Gov. Mark Dayton met Thursday morning with lawmakers who support a state stadium subsidy. The lawmakers say they plan to introduce a detailed proposal soon and air it in public hearings.
Stadium backer Sen. Julie Rosen said she still wants to settle the issue before the regular legislative session starts in late January. Her fellow chief stadium sponsor, Rep. Morrie Lanning, said it's likely the chief source of state funds will be tax revenue from expanded gambling.
"What's the saying? Reports of the demise of the Vikings stadium are greatly exaggerated," said Lanning, a Republican from Moorhead.
Dayton had lashed out at legislative leaders a day earlier for not backing his drive to resolve the issue before the Vikings' Metrodome lease runs out in early February. But he said he was encouraged that the project's backers reached out to him Thursday morning — and that he was willing to let supporters in the Legislature take the lead on assembling a proposal that their fellow lawmakers can consider.
Dayton and lawmakers said a special session before Thanksgiving was no longer a possibility, but no one closed the door on the chance that Dayton could call them back to the Capitol either in December or even early January, prior to their official convening.
The Vikings have sought a replacement for the Metrodome for most of the last decade, calling the downtown Minneapolis venue no longer sufficiently profitable.
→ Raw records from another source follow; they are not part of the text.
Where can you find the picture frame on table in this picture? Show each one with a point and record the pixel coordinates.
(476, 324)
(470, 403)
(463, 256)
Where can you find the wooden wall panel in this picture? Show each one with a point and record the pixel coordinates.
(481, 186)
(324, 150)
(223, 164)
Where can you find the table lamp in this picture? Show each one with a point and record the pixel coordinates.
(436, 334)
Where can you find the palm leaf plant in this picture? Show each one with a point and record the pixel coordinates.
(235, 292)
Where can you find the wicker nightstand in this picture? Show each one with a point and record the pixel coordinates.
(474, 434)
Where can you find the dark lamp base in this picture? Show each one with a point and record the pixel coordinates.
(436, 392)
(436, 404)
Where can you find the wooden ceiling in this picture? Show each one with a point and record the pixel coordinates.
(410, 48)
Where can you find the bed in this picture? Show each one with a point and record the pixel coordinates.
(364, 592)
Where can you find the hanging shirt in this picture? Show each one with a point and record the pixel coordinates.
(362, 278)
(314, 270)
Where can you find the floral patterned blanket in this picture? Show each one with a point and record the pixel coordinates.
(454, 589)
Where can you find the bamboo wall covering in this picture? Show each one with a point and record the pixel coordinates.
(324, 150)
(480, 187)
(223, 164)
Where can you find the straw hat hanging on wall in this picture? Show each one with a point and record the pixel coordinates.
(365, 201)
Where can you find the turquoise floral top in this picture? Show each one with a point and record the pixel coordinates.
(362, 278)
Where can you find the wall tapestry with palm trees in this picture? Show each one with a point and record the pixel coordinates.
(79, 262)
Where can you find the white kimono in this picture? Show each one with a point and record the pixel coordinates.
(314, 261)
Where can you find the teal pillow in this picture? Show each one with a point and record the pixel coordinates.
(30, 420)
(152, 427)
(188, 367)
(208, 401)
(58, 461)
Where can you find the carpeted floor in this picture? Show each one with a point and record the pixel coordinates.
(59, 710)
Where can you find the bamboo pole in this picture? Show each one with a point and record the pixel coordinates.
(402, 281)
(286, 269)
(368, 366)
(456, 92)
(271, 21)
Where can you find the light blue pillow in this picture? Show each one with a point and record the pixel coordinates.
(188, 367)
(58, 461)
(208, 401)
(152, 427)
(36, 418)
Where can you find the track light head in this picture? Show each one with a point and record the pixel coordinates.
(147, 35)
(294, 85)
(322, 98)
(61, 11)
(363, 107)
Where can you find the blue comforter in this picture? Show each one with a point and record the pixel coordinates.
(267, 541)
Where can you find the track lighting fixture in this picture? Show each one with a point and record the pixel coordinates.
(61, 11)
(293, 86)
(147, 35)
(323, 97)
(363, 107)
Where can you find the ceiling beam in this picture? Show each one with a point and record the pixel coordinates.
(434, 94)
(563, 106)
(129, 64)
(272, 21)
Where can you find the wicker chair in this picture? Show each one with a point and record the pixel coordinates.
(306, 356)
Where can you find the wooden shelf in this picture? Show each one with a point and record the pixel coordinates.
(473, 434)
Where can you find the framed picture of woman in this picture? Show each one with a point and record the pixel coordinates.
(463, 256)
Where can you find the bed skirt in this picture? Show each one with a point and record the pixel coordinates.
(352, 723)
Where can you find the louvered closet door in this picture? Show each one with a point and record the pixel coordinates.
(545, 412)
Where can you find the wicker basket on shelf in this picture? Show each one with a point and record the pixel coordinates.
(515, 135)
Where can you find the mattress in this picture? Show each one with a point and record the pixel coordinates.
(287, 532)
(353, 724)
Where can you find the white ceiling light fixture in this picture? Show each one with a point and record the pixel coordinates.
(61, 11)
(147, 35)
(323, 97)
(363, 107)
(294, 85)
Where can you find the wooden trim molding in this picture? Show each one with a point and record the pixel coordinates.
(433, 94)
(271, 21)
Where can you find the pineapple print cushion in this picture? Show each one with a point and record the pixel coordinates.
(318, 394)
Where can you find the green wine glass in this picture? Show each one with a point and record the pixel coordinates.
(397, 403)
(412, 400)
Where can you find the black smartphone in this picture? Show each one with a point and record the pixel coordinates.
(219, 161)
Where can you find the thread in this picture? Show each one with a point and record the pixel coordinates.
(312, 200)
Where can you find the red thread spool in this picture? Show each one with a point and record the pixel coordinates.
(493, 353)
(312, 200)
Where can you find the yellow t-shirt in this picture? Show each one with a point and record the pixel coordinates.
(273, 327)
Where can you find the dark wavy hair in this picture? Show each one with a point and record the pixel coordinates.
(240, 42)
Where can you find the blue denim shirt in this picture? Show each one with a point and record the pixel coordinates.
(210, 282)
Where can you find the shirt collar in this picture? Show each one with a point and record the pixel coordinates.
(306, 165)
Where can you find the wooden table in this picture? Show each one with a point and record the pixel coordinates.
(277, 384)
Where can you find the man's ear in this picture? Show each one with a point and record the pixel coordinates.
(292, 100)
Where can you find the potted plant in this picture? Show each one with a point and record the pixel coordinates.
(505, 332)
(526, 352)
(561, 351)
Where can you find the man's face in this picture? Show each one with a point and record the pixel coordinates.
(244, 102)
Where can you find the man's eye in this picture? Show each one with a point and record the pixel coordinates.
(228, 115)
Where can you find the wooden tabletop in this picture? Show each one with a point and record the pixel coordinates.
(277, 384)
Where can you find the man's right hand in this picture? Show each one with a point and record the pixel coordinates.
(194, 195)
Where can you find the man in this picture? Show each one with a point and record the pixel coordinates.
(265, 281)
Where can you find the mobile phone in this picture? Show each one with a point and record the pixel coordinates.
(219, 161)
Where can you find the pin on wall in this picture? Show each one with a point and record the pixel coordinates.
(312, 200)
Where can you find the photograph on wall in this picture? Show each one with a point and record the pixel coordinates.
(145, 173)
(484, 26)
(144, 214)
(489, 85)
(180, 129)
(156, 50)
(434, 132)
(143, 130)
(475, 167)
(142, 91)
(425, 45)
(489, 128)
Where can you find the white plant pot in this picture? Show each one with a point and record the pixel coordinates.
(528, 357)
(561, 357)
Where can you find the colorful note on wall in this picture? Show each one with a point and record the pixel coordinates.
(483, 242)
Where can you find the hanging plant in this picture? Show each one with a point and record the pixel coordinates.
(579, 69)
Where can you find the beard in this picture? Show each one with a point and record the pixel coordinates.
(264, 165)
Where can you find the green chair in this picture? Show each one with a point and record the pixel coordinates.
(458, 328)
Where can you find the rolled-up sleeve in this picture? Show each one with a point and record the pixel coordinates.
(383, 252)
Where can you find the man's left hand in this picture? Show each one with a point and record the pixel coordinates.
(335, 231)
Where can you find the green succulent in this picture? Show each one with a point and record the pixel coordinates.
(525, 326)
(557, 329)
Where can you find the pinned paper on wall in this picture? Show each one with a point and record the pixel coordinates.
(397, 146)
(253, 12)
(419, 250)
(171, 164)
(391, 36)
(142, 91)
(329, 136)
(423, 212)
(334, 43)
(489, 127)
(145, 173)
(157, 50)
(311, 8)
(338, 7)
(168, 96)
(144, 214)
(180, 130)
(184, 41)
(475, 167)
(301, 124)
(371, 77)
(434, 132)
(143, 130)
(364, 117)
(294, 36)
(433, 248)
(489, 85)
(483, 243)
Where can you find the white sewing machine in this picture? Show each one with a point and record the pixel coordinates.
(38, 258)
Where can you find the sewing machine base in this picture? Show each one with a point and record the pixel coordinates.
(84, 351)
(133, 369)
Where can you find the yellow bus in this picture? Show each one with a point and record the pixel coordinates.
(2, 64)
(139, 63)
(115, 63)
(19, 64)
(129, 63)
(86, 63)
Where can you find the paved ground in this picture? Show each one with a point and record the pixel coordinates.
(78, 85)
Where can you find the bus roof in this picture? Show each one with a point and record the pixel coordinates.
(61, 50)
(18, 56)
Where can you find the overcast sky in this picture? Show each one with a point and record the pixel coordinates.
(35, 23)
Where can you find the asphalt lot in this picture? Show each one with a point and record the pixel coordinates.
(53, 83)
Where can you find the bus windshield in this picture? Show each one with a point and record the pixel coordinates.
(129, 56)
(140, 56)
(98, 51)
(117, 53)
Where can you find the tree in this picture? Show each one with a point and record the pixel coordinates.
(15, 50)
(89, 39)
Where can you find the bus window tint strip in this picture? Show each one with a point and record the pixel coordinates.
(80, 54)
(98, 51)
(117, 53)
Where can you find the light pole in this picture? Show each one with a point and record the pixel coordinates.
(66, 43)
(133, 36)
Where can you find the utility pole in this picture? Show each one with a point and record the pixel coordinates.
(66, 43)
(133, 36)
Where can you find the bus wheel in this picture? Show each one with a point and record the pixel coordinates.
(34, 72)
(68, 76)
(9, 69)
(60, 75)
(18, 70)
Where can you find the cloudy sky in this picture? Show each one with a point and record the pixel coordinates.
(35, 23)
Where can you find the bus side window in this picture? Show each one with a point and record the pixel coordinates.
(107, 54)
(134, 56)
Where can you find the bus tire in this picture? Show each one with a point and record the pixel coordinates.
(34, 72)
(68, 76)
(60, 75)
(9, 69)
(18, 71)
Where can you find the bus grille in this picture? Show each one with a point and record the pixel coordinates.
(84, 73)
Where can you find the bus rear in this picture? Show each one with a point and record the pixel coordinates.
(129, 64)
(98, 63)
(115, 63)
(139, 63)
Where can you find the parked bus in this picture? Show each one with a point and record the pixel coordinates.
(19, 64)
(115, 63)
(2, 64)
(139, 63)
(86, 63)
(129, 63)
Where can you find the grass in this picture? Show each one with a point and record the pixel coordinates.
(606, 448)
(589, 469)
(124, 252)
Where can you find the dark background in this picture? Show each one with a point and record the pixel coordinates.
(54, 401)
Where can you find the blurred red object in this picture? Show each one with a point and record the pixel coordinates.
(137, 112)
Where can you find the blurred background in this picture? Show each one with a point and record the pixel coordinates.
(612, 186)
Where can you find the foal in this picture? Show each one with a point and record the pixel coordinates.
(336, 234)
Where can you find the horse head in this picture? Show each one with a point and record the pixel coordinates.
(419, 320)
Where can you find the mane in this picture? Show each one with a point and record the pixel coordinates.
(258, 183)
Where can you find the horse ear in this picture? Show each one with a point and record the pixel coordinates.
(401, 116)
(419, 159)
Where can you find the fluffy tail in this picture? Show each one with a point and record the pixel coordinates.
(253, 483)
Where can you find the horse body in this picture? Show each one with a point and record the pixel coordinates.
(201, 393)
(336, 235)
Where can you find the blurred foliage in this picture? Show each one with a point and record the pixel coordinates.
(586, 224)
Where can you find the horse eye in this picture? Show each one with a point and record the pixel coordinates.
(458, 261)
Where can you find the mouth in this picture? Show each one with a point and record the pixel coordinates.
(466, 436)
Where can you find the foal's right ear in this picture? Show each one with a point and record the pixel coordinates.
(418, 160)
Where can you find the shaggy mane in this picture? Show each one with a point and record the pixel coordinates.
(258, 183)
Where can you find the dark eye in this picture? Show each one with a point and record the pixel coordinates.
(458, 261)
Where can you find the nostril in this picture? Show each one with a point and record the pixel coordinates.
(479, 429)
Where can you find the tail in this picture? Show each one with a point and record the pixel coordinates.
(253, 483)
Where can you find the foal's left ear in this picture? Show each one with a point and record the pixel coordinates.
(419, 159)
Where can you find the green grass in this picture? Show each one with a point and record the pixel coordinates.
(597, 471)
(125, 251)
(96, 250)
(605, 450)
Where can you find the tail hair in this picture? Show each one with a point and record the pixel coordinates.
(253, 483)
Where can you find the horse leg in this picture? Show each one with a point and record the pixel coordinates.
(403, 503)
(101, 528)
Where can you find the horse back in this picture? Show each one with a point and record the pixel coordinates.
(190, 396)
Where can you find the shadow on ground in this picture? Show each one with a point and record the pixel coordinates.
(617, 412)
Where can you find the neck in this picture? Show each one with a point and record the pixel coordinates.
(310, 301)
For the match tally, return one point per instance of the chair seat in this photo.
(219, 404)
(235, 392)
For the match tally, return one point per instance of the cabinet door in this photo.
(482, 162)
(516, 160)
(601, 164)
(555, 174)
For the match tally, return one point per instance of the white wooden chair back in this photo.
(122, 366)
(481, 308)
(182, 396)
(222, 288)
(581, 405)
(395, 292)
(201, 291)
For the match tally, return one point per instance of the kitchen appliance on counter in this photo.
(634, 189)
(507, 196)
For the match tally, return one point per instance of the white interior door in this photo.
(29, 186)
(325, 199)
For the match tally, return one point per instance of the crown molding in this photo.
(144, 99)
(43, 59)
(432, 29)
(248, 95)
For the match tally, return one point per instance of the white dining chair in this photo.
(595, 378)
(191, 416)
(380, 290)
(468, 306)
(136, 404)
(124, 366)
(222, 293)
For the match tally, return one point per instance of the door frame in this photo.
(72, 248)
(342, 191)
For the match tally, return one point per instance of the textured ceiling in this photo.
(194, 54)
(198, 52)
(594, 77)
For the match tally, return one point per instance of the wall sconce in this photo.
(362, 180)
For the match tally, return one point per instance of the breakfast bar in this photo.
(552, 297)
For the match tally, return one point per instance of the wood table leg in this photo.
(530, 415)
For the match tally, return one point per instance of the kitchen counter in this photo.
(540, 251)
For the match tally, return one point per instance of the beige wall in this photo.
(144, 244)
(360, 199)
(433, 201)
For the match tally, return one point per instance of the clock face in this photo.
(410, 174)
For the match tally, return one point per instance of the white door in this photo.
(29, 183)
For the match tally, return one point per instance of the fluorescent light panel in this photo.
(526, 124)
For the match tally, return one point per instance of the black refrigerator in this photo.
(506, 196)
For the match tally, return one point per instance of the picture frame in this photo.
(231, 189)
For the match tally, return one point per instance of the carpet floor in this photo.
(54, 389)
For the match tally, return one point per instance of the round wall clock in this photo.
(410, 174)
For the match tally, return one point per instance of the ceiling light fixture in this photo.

Team officials have refrained from direct threats to leave Minnesota in the absence of a new stadium, but Dayton and other supporters have said they take such a scenario seriously.
Several possible sites have been under consideration. The team is backing a $1.1 billion stadium in a suburban area north of the Twin Cities, but three sites in downtown Minneapolis seem to remain as possibilities given they carry a lower price tag. Rosen said it was possible lawmakers could even introduce more than one stadium bill tied to different sites.